Bridget’s relaxed demeanor shatters. She looks mortified.
Charles further laments, “and we used to walk around naked all the time!” He’s staring at Bridget intently, she’s looking at the floor.
“Don’t you remember we would have sex and then hang out in the kitchen naked while we had a snack?”
By now everyone in the immediate vicinity is listening and exchanging uncomfortable glances. I think Bridget had just experienced that sensation of sharing something personal when it’s perfectly fine for you to talk about it yourself and on your own terms, but it’s quite a different story for someone else to say it. Particularly when it’s a source of insecurity.
The evening went on, drunken shenanigans ensued (including the defilement of a billiards room), and all had a good time.
The next evening was the wedding. Our bride was stunning, and the ceremony was at an incredible church over 400 years old, with beautiful stained glass and birds singing in the rafters. The ladies were all fashionably attired (and wearing fascinators!) and the men looked their finest. The groom is an officer in the Royal Navy so there was a lot of formal pomp and circumstance. It was a beautiful day and a touching celebration with a lot of love.
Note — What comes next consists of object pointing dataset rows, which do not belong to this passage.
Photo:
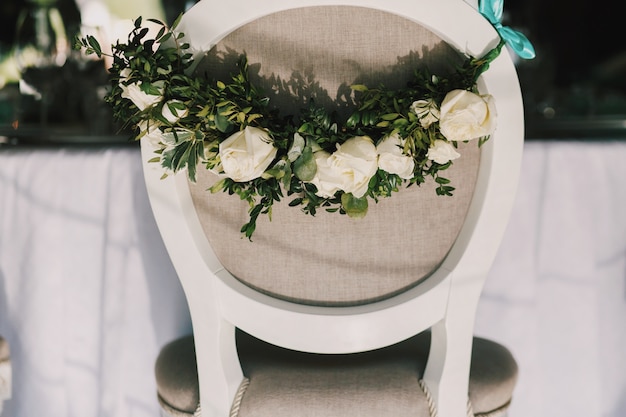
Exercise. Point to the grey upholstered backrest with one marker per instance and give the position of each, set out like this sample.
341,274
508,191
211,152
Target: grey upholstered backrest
332,259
At one point after dinner I was sitting with Bridget and Charles in the bar, taking a break from dancing with the bride. I asked them how their first trip away from their daughter was going. Bridget said she missed her daughter terribly, but it was also good to be away. She paused, and then added, “we were hoping this weekend we would have a lot of sex and return to just being a couple.” Charles then added, “yeah, that didn’t really happen, instead we have just slept! We didn’t realize how much we just needed to sleep.” They both laughed and continued talking about how amazing it was just to sleep non-interrupted, take naps, and sleep in, while I mentally thought how crazy they were for not having sex and felt mentally smug that my sex life was clearly better than theirs. I also remember thinking that if and when I ever had kids, it certainly wasn’t going to affect my sex life.
Oh the things I know now! Dean and I are leaving tomorrow for our first trip away from Bruce. Four days, four nights on a beach, cocktail in hand. I am so excited. I am of course sad to leave Bruce, particularly as weekends are so precious to me since I’m currently working, but I know this is time that Dean and I really need for ourselves. We promised each other when I was pregnant that no matter what, we would take at least one long-weekend a year for ourselves.
We feel we have been waiting for this weekend forever, so the expectations are high. We are imagining yes, a lot of sleep, but also the ability to drink cocktails without any fear of hangovers or responsibility for childcare, and of course, the ability to be physically intimate without the fear of a child waking up, the knowledge of an early morning wake-up call, or countless errands and childcare necessities that seem to get in the way. Basically we’re imagining life before I was pregnant. For four days in paradise. Is this possible, or will the dream be shattered (in a good way), like it was for Bridget and Charles?
We’ll see how it goes. Either way, I have a feeling I’ll be giving Bridget a call when we get back to let her know that I am experiencing just another way that parenthood changes life on levels you never expect and can’t even imagine at earlier points in your life.